HISTOIRE DE CHARLES VII

LIVRE I. — LE COMTE DE PONTHIEU, LE DAUPHIN ET LE RÉGENT - 1403-1422

 

NOTES SUPPLÉMENTAIRES.

 

 

I. — Le traité de Saint-Maur

(Chapitre IV)

Il parait ressortir du texte du traité de Saint-Maur, malgré l'ambigüité des termes, que les ambassadeurs du Dauphin étaient tombés d'accord avec les représentants de la partie adverse sur les termes de la convention : Et finablement sont choux et condescendus d'un commun accord en certains points et articles. (Ordonnance., t. X, p. 474.) — Les Registres du Parlement, à la date du 16 septembre 1418, contiennent la mention suivante : Ce jour la Royne, les ducs de Bourgoigne, de Bretaigne, d'Anjou et d'Alençon, les ambassadeurs et conseillers de monseigneur le Dauphin, et autres plusieurs du conseil du Roy, furent assemblez ou chastel du Bois de Vincennes pour conclure un traictié qui avoir esté pourparlé entre eulx par plusieurs journées... Et prindrent oudit traictié certaines conclusions et advis agreables à tous les dessusdis, lesquelles conclusions devoient estre rapportées au Roy et à monseigneur le Daulphin pour ratifier, enteriner et accomplir tout ce qui avoit esté conclud et traictié par les dessusdis seigneurs, ambassadeurs et conseillers. (Archives, X1a 1480, f. 147.) — Monstrelet dit aussi : Firent un traictié avec les gens du Daulphin qui y estoient, par le moien desdiz cardinaulx, lequel sembloit estre bon et proufiltable pour toutes les parties (t. I, p. 288). Mais le Fèvre de Saint-Remy, qui suit de si près Monstrelet, ne parle pas de la présence des ambassadeurs du Dauphin (t. I, p. 336). Le Religieux de Saint-Denis, lui, dit formellement que les conditions, rédigées à l'avance par le conseil royal, furent remises par écrit au duc de Bretagne, et il présente le traité comme un projet concerté entre les fondés de pouvoirs du Roi et de la Reine, le duc de Bourgogne et le duc de Bretagne. Les témoignages de Saint-Remy et du Religieux — tous les deux bourguignons — font déjà naître des doutes.

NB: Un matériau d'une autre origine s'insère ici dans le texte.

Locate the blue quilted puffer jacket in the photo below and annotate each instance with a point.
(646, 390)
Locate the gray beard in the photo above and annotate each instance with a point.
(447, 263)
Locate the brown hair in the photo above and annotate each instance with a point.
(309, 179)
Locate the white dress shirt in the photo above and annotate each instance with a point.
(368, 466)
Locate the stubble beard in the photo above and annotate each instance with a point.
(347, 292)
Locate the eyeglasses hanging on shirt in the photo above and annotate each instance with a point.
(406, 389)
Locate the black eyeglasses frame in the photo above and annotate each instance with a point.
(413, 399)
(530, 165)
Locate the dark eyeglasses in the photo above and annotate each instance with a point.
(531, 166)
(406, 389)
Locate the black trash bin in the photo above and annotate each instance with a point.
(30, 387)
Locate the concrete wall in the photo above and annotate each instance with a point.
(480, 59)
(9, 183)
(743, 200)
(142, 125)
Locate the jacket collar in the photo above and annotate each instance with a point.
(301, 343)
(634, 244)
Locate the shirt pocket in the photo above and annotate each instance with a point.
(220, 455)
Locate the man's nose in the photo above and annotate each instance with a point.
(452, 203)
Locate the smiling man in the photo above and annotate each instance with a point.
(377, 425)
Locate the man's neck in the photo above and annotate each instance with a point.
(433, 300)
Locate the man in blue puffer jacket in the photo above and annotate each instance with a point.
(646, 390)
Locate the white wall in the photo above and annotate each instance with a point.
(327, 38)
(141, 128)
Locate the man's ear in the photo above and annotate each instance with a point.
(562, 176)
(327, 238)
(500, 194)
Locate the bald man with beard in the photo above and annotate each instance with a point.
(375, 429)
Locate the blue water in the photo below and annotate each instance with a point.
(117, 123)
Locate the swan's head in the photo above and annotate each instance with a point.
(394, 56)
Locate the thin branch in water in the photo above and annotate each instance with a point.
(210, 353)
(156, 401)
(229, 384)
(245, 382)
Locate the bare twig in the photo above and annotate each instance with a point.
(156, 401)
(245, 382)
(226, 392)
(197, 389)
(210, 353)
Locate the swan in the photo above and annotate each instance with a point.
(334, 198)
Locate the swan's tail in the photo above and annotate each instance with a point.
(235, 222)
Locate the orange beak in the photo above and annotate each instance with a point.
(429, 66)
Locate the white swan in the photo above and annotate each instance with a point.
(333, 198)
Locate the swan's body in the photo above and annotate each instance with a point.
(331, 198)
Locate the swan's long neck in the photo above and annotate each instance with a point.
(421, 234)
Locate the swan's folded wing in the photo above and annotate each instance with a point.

Si nous consultons les auteurs du parti opposé, Jouvenel nous dit : Et y eut des articles faits et comme accordes (p. 355). Quant à Cousinot, il est plus explicite ; il dit formellement : Sans le consentement des quelz messages, ne aucune chose appointer en leur presense, fut illec la paix criée et à Paris (p. 174). Et la chancellerie du Dauphin, dans des documents que l'histoire n'a point utilisés jusqu'ici, contient la même affirmation, après laquelle le doute ne nous parait plus permis : A laquelle convention nos diz ambaxeurs n'ont esté..... Et toutes voyer nos diz ambaxeurs n'y ont esté ouys ni appelez, comme il apert par les lettres qu'ilz nous ont escriptes sur ce. (Lettre du Dauphin, en date du 29 septembre, adressée aux gouverneur et gens du Dauphiné, éditée par Mlle Dupont, dans son édition de Pierre de Fenin, p. 272-73.)Et soit avenu que, à une assemblée faicte à Saint Mor des Fossez, ceulz de Paris baillèrent une cedule en effect contraire aux articles dessus diz, laquelle fu en la dicte assemblée accordée sans y appeler ne oïr nos ambaxeurs..... ainsi qu'ilz nous ont dit et rapporté. (Lettre du Dauphin, en date du 14 octobre, adressée aux habitants de Lyon. Archives de Lyon, AA 22, fol. 25). — Pour ce que nous ne savons se vous avez eu nozlettres, nous vous escripvons de rechief ces presentes, et vous certifiions que à icelle paix, que nous desirions moult, nous avions envoyé ambaxadeurs ; mais, eu vérité, ils n'y furent oncques oys ne appelles. (Autre lettre du 31 octobre, aux mêmes. Id., ibid., fol. 23.)

 

II. — Le titre de Régent

(Chapitre IV)

M. Vallet de Viriville pense (Histoire de Charles VII, t. I, p. 135) que Charles prit le titre de régent dès le 26 octobre 1418, et il invoque, à l'appui de son opinion, un acte de cette date, émané de Henri V, et dont voici les termes : Cum illustris et potens princeps consanguineus noster carissimus et adversarii Franciæ Dauphinus de Vienna, regens Franciæ ut dicitur..... (Rymer, t. IV. part. III, p. 67.) M. Pardessus prétend, au contraire (Table chronologique des Ordonnances, 1847, p. 340, note 1), que les lettres du 21 août 1419 sont le premier document dans lequel Charles Dauphin ait pris la qualité.de régent ; jusqu'alors, d'après ce savant, Charles aurait agi comme lieutenant général. Entre ces deux assertions, quelle est la vérité ? C'est ce qu'il faut examiner.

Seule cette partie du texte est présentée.